16 diciembre, 2009

Venus Anadiómena

Siempre fue mucho misterio esa mujer. La desnudez le era tan natural como el café en las mañanas. Se abstraía de una forma tal, que él temía que un día saliera al balcón a regar las plantas olvidando que llevaba ropa. Claro que con este pensamiento exageraba, porque en su balcón no había plantas y tampoco ella era del tipo de regarlas. Solía mirarla largamente, asegurándose de que no le veía, y más que su desnudez contemplaba su lejanía, su abstracto vagar de exiliada, de Venus Anadiómena.
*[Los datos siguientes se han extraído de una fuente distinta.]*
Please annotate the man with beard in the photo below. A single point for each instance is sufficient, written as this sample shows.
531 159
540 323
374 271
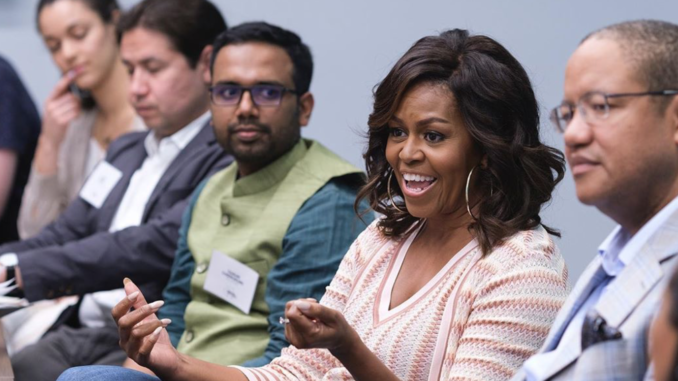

Cuando regresaba de aquellos mundos plútonicos lo hacía con una sonrisa, se vestía y se escapaba hacia otros lugares terrenales. Tarareaba al bajar por las escaleras, y ya abajo, él la seguía con la mirada desde el balcón. Ella volteaba, le guiñaba un ojo, le soplaba un beso. Cuando se iba no le importaba en lo absoluto, pero cuando estaba con ella y la veía trasladarse a esos confines donde no era invitado, entonces se sentía contento, le invadía cierta paz, el extraño placer de soñar con una mujer imprecisa, romántica, que soñaba fuera de sus sueños.